Unfortunately, the experience of orgasm is put out as the measure of success of a joyful and meaningful sexual experience. It’s like our culture views sex as a sporting event. Once we get on the playing field of sex, it’s all around running around the bases — with the sole purpose of hitting a home run. Isn’t that what we learned as young sexual beings with that entire concept of “hitting a home run?” Somehow, if we don’t get that orgasm we feel like we lost the game.
So, let’s get this straight. Not only is Madsen not in favor of trying to give oneself or one’s partner an orgasm, but she also hates baseball? And winning?! What does she think we should do instead? Go “organic,” and tell ourselves, “‘I don’t have a need for my partner to orgasm. I don’t feel an obligation to ‘give’ my partner an orgasm. I don’t feel an obligation to have an orgasm myself.’” Paging Joseph McCarthy.
What Is An Organic Orgasm? [Psychology Today]
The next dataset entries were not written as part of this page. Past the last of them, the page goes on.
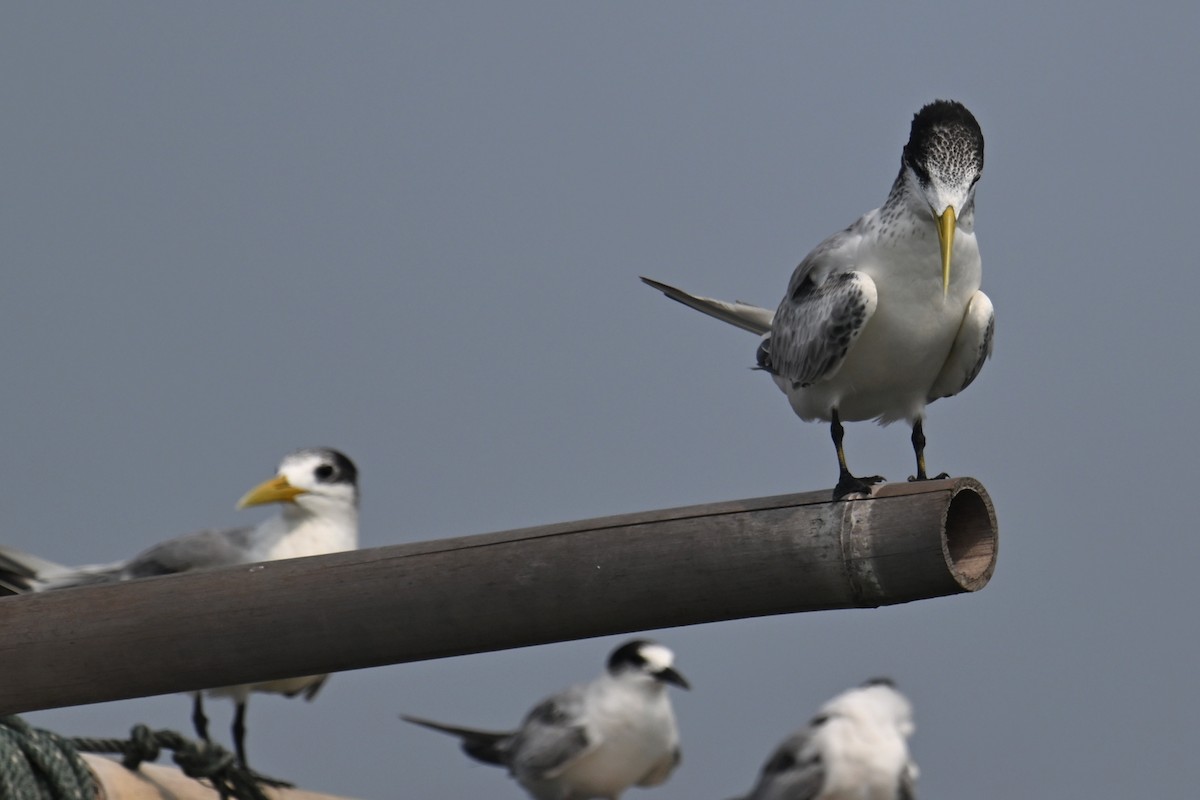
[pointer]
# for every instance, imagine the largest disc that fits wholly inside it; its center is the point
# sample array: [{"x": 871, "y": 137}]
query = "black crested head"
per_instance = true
[
  {"x": 946, "y": 140},
  {"x": 629, "y": 655},
  {"x": 334, "y": 468}
]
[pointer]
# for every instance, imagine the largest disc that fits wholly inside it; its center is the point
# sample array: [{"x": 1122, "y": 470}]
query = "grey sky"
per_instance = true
[{"x": 414, "y": 233}]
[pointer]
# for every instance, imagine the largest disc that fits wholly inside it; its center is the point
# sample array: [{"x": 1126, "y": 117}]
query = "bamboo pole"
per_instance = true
[{"x": 454, "y": 596}]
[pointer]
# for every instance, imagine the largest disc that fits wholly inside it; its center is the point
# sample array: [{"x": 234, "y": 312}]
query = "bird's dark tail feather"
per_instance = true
[{"x": 487, "y": 746}]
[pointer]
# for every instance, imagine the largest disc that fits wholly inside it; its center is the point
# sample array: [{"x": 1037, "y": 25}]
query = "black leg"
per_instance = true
[
  {"x": 847, "y": 483},
  {"x": 239, "y": 733},
  {"x": 918, "y": 447},
  {"x": 199, "y": 721}
]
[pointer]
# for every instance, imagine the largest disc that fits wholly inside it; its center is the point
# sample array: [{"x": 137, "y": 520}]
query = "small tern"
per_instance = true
[
  {"x": 885, "y": 317},
  {"x": 318, "y": 497},
  {"x": 592, "y": 740},
  {"x": 856, "y": 746}
]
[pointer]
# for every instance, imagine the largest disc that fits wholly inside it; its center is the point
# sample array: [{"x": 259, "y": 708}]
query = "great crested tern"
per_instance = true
[
  {"x": 885, "y": 317},
  {"x": 593, "y": 740},
  {"x": 318, "y": 495},
  {"x": 856, "y": 746}
]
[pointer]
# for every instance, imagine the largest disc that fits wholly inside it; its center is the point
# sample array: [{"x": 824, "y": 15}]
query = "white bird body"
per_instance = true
[
  {"x": 593, "y": 740},
  {"x": 893, "y": 366},
  {"x": 870, "y": 328},
  {"x": 317, "y": 489},
  {"x": 855, "y": 749}
]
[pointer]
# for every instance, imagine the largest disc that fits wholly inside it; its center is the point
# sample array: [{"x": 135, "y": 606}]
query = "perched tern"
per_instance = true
[
  {"x": 856, "y": 746},
  {"x": 318, "y": 497},
  {"x": 592, "y": 740},
  {"x": 886, "y": 316}
]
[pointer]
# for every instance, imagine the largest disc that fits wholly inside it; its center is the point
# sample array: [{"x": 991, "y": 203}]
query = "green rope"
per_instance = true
[
  {"x": 41, "y": 765},
  {"x": 201, "y": 761}
]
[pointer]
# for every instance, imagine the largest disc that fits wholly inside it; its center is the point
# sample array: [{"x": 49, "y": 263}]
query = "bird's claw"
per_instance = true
[
  {"x": 940, "y": 476},
  {"x": 850, "y": 483}
]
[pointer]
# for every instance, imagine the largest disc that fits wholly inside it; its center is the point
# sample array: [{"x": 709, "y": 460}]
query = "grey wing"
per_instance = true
[
  {"x": 815, "y": 326},
  {"x": 826, "y": 307},
  {"x": 971, "y": 348},
  {"x": 202, "y": 549},
  {"x": 551, "y": 737},
  {"x": 744, "y": 316},
  {"x": 795, "y": 771}
]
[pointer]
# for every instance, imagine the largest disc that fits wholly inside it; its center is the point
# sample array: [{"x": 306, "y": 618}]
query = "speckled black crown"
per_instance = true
[
  {"x": 342, "y": 468},
  {"x": 628, "y": 655},
  {"x": 945, "y": 134}
]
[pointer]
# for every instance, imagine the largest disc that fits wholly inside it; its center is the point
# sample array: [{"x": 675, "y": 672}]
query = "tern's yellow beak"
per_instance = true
[
  {"x": 946, "y": 224},
  {"x": 277, "y": 489}
]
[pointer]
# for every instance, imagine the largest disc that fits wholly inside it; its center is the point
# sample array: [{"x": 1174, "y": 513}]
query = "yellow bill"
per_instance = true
[
  {"x": 946, "y": 224},
  {"x": 277, "y": 489}
]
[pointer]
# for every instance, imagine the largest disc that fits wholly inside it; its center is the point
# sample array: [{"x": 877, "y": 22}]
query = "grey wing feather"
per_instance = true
[
  {"x": 552, "y": 735},
  {"x": 487, "y": 746},
  {"x": 747, "y": 317},
  {"x": 202, "y": 549},
  {"x": 791, "y": 773},
  {"x": 22, "y": 572},
  {"x": 815, "y": 326},
  {"x": 826, "y": 307}
]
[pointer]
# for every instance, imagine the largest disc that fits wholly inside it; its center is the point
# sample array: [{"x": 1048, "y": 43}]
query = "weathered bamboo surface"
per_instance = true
[{"x": 473, "y": 594}]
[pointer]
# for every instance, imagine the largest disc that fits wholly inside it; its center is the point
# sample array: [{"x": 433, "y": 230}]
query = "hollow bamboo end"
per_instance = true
[{"x": 970, "y": 535}]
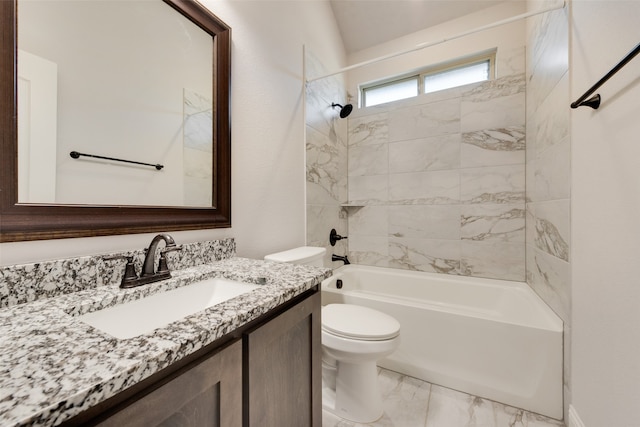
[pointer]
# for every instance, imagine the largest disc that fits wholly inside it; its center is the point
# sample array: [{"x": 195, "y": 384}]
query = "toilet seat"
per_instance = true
[{"x": 358, "y": 322}]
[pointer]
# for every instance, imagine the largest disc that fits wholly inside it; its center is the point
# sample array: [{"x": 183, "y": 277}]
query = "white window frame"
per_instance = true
[{"x": 431, "y": 70}]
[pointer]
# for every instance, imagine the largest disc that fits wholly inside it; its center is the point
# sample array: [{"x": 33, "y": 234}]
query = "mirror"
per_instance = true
[{"x": 93, "y": 196}]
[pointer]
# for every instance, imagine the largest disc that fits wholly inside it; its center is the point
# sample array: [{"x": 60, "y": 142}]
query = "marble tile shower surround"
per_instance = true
[
  {"x": 441, "y": 181},
  {"x": 197, "y": 148},
  {"x": 326, "y": 159},
  {"x": 24, "y": 283},
  {"x": 548, "y": 155}
]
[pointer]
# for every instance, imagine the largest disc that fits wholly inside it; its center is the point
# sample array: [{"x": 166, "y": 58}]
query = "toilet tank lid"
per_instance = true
[
  {"x": 298, "y": 255},
  {"x": 359, "y": 322}
]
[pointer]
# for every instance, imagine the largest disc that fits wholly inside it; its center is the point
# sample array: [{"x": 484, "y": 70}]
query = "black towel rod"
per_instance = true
[
  {"x": 76, "y": 155},
  {"x": 594, "y": 101}
]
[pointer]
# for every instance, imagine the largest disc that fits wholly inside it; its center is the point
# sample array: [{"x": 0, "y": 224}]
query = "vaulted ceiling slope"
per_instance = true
[{"x": 366, "y": 23}]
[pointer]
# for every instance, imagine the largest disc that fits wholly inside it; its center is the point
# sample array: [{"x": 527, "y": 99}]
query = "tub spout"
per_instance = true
[{"x": 344, "y": 259}]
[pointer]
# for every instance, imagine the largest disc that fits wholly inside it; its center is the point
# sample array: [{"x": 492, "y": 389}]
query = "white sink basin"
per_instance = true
[{"x": 144, "y": 315}]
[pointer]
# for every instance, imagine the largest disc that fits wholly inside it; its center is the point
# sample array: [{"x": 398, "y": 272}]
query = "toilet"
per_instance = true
[
  {"x": 308, "y": 255},
  {"x": 354, "y": 338}
]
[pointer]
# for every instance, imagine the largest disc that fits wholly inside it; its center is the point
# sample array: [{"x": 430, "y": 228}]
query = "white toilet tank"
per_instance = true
[{"x": 308, "y": 255}]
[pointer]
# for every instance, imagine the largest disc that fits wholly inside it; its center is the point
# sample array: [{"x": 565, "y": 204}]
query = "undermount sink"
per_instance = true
[{"x": 142, "y": 316}]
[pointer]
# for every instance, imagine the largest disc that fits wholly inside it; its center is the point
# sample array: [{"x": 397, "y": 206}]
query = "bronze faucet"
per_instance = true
[{"x": 148, "y": 275}]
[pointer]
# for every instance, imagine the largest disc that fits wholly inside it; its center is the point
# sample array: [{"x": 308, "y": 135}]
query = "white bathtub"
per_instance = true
[{"x": 491, "y": 338}]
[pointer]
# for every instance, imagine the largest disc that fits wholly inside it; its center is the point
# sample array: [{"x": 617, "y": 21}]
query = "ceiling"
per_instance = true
[{"x": 366, "y": 23}]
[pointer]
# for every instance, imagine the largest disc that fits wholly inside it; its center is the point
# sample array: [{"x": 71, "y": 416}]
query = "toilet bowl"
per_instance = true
[{"x": 354, "y": 338}]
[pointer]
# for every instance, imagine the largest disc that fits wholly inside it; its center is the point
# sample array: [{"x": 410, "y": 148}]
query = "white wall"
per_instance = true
[
  {"x": 505, "y": 38},
  {"x": 605, "y": 208},
  {"x": 268, "y": 175}
]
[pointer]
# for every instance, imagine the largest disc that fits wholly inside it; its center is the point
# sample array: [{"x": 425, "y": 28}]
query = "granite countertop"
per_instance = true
[{"x": 53, "y": 366}]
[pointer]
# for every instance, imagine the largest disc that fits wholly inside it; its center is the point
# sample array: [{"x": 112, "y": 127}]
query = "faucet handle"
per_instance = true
[
  {"x": 334, "y": 237},
  {"x": 162, "y": 262},
  {"x": 130, "y": 274}
]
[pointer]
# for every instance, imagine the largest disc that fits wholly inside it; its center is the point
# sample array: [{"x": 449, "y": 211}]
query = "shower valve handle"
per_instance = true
[{"x": 334, "y": 237}]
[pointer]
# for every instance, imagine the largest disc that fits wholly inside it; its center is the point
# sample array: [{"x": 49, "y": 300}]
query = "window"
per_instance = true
[{"x": 431, "y": 79}]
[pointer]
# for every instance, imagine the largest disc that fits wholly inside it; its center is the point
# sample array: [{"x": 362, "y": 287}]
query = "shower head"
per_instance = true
[{"x": 344, "y": 111}]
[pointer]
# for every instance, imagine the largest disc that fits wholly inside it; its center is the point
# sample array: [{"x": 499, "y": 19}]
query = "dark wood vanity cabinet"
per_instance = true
[
  {"x": 207, "y": 394},
  {"x": 283, "y": 369},
  {"x": 265, "y": 374}
]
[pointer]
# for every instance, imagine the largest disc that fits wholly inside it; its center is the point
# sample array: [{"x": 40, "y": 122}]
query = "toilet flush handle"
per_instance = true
[{"x": 334, "y": 237}]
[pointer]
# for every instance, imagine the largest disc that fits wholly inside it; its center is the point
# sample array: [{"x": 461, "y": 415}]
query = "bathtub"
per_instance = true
[{"x": 495, "y": 339}]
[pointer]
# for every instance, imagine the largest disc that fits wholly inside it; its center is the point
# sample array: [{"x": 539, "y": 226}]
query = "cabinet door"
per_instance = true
[
  {"x": 283, "y": 382},
  {"x": 208, "y": 393}
]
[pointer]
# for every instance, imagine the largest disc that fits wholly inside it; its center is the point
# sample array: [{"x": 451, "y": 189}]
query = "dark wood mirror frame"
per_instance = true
[{"x": 21, "y": 222}]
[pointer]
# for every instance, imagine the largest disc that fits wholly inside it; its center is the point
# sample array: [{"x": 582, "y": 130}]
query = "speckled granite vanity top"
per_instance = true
[{"x": 53, "y": 366}]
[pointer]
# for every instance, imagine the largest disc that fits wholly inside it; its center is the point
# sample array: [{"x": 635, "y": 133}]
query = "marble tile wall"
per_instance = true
[
  {"x": 441, "y": 180},
  {"x": 548, "y": 167},
  {"x": 326, "y": 159},
  {"x": 29, "y": 282},
  {"x": 197, "y": 151}
]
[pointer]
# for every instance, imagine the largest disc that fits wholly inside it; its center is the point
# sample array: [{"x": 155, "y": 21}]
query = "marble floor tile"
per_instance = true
[{"x": 409, "y": 402}]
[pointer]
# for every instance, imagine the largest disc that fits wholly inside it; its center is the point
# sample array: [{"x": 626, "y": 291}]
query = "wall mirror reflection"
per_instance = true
[
  {"x": 119, "y": 79},
  {"x": 146, "y": 81}
]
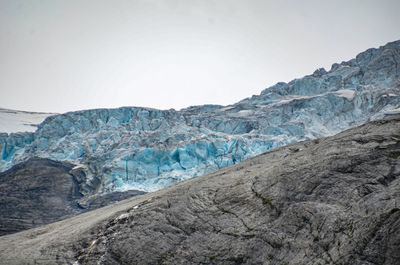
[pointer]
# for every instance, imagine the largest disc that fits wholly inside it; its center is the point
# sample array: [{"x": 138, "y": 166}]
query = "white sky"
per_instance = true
[{"x": 59, "y": 56}]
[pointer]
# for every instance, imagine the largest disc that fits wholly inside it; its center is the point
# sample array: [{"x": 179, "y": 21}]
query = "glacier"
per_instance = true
[{"x": 149, "y": 149}]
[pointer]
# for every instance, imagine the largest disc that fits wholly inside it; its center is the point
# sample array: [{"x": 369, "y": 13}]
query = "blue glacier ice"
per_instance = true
[{"x": 149, "y": 149}]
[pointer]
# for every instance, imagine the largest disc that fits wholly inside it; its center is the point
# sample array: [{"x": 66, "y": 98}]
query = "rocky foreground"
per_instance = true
[
  {"x": 330, "y": 201},
  {"x": 42, "y": 191}
]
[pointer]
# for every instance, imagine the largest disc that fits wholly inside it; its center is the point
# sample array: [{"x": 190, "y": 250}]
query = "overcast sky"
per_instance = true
[{"x": 59, "y": 56}]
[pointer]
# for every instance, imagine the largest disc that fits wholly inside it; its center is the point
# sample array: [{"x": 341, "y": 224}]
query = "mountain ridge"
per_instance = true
[
  {"x": 148, "y": 149},
  {"x": 333, "y": 200}
]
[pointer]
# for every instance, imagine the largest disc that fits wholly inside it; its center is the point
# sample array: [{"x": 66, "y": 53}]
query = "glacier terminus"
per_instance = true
[{"x": 148, "y": 149}]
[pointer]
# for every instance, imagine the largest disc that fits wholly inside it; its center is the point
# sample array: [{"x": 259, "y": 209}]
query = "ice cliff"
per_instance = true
[{"x": 148, "y": 149}]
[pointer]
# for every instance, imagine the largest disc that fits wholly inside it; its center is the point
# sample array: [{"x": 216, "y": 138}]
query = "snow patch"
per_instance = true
[{"x": 345, "y": 93}]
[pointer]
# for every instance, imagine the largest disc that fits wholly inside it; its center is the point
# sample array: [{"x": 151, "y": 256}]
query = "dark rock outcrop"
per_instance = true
[
  {"x": 330, "y": 201},
  {"x": 41, "y": 191}
]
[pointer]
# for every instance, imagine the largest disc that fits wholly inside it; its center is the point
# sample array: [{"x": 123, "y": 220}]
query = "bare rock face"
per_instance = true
[
  {"x": 329, "y": 201},
  {"x": 41, "y": 191}
]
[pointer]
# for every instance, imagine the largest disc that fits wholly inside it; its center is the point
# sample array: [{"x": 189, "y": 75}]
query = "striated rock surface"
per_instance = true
[
  {"x": 329, "y": 201},
  {"x": 148, "y": 149},
  {"x": 41, "y": 191}
]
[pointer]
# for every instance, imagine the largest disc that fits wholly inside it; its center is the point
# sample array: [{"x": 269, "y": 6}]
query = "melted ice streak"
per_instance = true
[
  {"x": 12, "y": 121},
  {"x": 149, "y": 149}
]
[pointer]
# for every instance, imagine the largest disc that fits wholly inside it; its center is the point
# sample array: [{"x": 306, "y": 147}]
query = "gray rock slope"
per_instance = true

Update: Madsen responded to us in the comments.
Dear Daily Intel:
Thank you for picking up the writing! While funny - you missed the point entirely! Orgasms are delicious and wonderful - I am suggesting that we are simply too focused at the “getting there” - and we miss the journey all along the way which is filled with pleasure - all because we want to make sure that we get to that “home run”. What if we let go of “getting there” - and see what happens? Extended pleasure perhaps? Less anxiety about getting it right? More orgasms as a result? Who knows? You can mock the possibility of opening yourself to more pleasure by releasing be so goal orientated in your sexing….or not.